File Path Manipulation
Three guidelines that make sense when handling files and paths.
- Never Use Backslash in File Paths
- Don’t use File.pathSeparator
- Converting slashes from the user
When writing software that is portable, you have to face the situation that file paths on windows are composed with backslashes, and file paths in Unix require forward slashes.
One approach is to attempt to construct correctly in both environments. Make the file paths with backslash when the program runs in windows, and make them with forward slashes when running on Unix. There are some features of Java that were designed to allow this. This can greatly complicate the code handling, which is the source of bugs. The interesting thing is that inside the Java code, you can always use slash instead of backslash. In fact you can freely mix forward and backslash and they both work equally well.
When composing URLs though, you must use only forward slashes. In many web applications you have to handle requests for URL style paths, and find resources in file style paths. The continual switching between slash and backslash is complicated.
Never Use Backslash in File Paths
Always use a forward slash instead.
The smart approach then is to always use forward slash in all paths, file paths and URL paths. Essentially never use backslashes in file paths. In Java a forward slash will always work in place of a back slash when opening and manipulating files.

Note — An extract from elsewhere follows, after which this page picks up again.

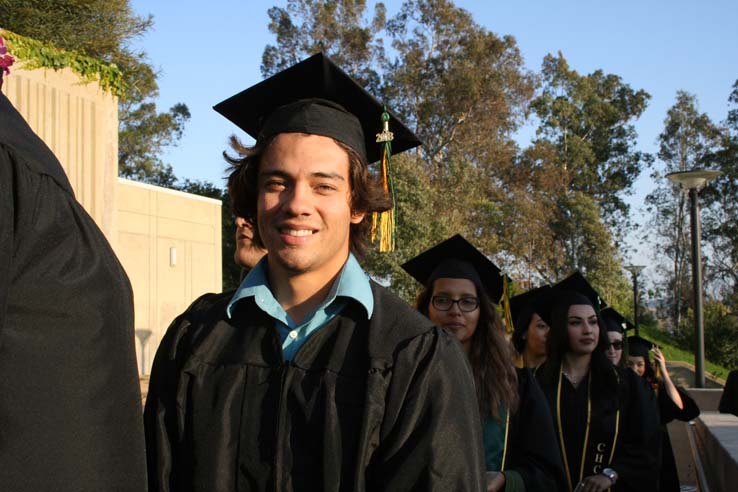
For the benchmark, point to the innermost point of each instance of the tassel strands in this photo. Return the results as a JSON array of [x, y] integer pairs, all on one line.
[[383, 223], [506, 309]]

The mistake behind attempting to make file paths fit the operating environment is immediately obvious if you consider a distributed system which has both Unix and Windows machines. Consider a Java client running Windows talking to a Java Server running on Solaris. If a file path is passed as a data value between them, the windows client might put backslashes into the path that it passes to the server. If the server was to use that, it would have incorrect characters in it. If the server does some manipulation of the path value, and the client does other manipulation, you will have inconsistent result. Since you never know what platform is hosting a remote module, you need to assume the worst, and always convert file paths to your local format anytime you receive one from a piece of remote code. As a data value passes through the system, it might get converted many times back and forth, and certainly there would be a lot of unnecessary testing of whether a path is in local form or not.

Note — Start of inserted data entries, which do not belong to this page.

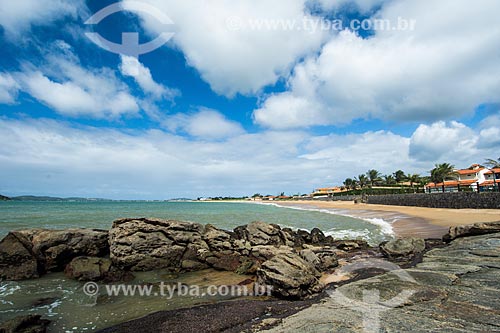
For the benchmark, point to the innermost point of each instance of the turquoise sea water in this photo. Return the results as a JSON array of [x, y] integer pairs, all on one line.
[[61, 215], [70, 310]]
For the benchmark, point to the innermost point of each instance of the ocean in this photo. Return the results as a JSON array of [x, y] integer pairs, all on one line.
[[62, 300]]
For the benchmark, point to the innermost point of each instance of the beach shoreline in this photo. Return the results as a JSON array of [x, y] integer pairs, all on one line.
[[405, 221]]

All of this conversion is really silly: a distributed system should pick one format for the entire system, and use that everywhere on Windows, on Linux, and on Solaris. The host of a piece of the distributed system does not matter: the entire system always uses forward slash.
Don’t use File.pathSeparator
This is a string provided by Java so that you can write code that checks either for a forward slash, or a backslash. This of course tremendously complicates the code that manipulates paths, bloating the code with many lines, and slowing down the operation of such code.
Don’t use any of these:
- File.PathSeparator
- File.pathSeparatorChar
- File.separator
- File.separatorChar
Instead use a “/” instead. The slash literal is clear, easy to read, and everyone knows what it means.
Conversion on Entry
As soon as a path is received from an outside source (user entry or configuration file) convert the file path to have all forward slashes. Then any code looking for slash characters or inserting slash characters is greatly simplified and becomes easier to maintain. Converting a path once when it enters the system will end up being far smaller amount of processing, than if all the code that touches that path has to accommodate the various different slash characters.

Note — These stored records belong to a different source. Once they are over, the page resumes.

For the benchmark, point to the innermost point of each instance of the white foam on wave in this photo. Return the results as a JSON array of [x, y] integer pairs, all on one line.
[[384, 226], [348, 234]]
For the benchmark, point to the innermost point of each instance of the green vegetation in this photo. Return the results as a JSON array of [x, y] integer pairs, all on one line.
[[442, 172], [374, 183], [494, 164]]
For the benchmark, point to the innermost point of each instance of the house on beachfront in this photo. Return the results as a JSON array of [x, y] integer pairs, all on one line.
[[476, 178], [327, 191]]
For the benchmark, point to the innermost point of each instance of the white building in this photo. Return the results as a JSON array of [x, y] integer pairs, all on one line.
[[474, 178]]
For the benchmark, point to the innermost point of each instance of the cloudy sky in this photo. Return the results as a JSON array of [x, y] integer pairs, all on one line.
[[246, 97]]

When we receive a path from the user, it is possible that they have entered a backslash, either by typing, or else by cut/paste, convert backslashes to forward slashes.
if (path.indexOf("\\") != -1) {
path = path.replace('\\', '/');
}
This is the fastest way to convert backslashes into forward slashes through the entire string.
Use the File object when possible
Whenever possible, use a File object to carry a path around and manipulate. If you have a method that is going to manipulate a folder, then the parameter to that method should be a File object, and not a string. That allows for easy testing of whether the folder exists, and it helps assure that the path is of the right form. It also does not matter whether the string passed in has forward or back slashes, so you don’t need to convert.
File folder = new Folder( givenPath );
If you then need to find a subfolder, use the File constructor that has two parameters.
Wrong:
File subfolder = new File( folder + "/" + subFolderName );
Right:
File subfolder = new File( folder, subFolderName );
This avoids use of a slash character completely. You know that the folder is a complete path, and the subFolderName is a simple name. The result is a proper path represented as a file object.
Instead of parsing a file path and finding the slash positions, use the File methods as much as possible:
File parent = folder.getParent();
Once again, this guarantees that the slash is found and parsed correctly, and there is no need to fiddle with slash characters.
The one problem with the File object, is that when converted back to a string, it uses the separatorChar of the OS that it happens to be running on. If you are passing the string elsewhere, you might need to convert this to forward slash characters.